We are dealing with an oligopoly in which five publishers control over 50% of the market and above 70% in some disciplines.
C: Companies | P: Publishers
- The Guardian: Is the staggeringly profitable business of scientific publishing bad for science?
- Vincent Larivière, Stefanie Haustein, Philippe Mongeon: The Oligopoly of Academic Publishers in the Digital Era
- Alex Holcombe: Scholarly publisher profit update
In an effort to increase the transparency of the Canadian scholarly publishing environment, the 28 University library members of the Canadian Association of Research Libraries (CARL) have jointly released their 2016-17 expenditure data for journal and database subscriptions licensed through the Canadian Research Knowledge Network consortium.
The CARL Scholarly Communications Roadmap identified the need for more collective action toward greater transparency of licensing information among member institutions. As publicly funded institutions, research libraries recognize that it is in the public’s interest that they provide maximum transparency about the costs and license information of the contractual arrangements for information resources and services into which they enter.
In its brief Responding to Unsustainable Journal Costs, the Canadian Association of Research Libraries notes that for years the cost of journal subscriptions has risen steadily, far beyond rates of inflation:
- Globally, from 2011 to 2015, the prices of academic journals rose about 5-7% per year, approximately 25% over the 4-year period, with similar increases experienced in 2016 and 2017. This reflects the culmination of a trend of excessive price increases that has been going on for three decades.

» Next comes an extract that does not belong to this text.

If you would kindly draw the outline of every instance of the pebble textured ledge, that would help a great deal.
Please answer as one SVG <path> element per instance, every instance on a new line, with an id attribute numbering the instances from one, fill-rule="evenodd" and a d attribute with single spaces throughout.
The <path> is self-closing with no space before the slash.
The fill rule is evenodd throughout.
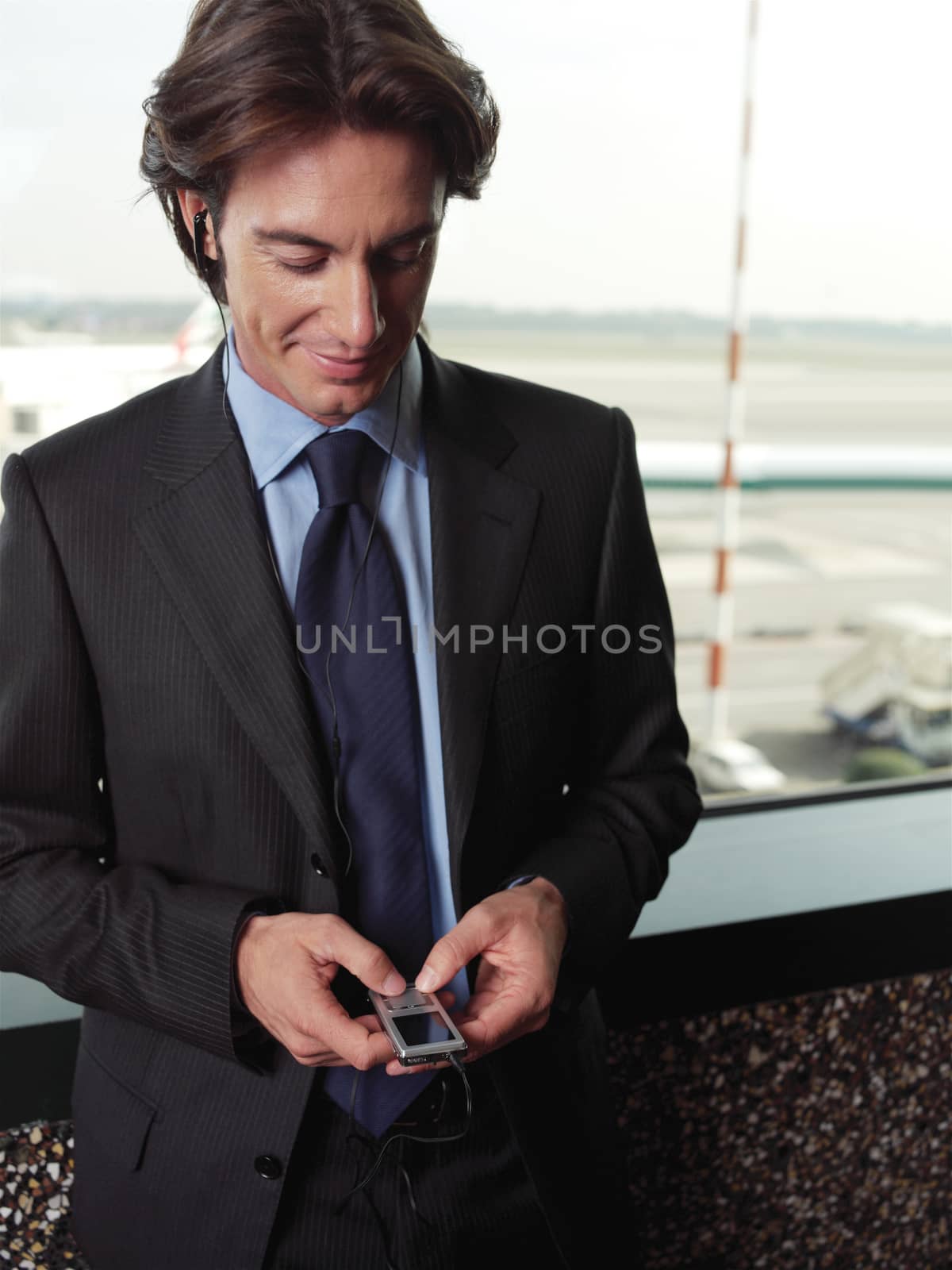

- The Canadian Consumer Price Index rose less than 2% per year during this same period.
|Subscription 2016-17||Cost (CAD, tax incl)|
|Elsevier ScienceDirect-Freedom Collection||$2,031,175|
|Wiley-Blackwell Online Library||$1,016,539|
|Taylor & Francis Journals||$595,895|
|Sage Premier All-Access||$183,416|
|Springer||Publisher license does not allow disclosure|
Impact on Queen’s
Queen’s library is closely aligned with the university’s academic programs and research, and continually assesses how best to allocate resources to meet their needs. This is becoming more and more difficult, with the journal bundles sold together as "big deals" consuming 44% of the acquisitions operating budget.
There is very limited flexibility to truly curate our collections and purchase important resources beyond the big deals, such as monographs, streaming video and materials reflecting the diversity of new research and scholarship at Queen's. As well, our Journal Usage Project indicates that many of the journal titles included in the big deals are not highly valued by the Queen's community. We are seeking fair prices for the materials you need.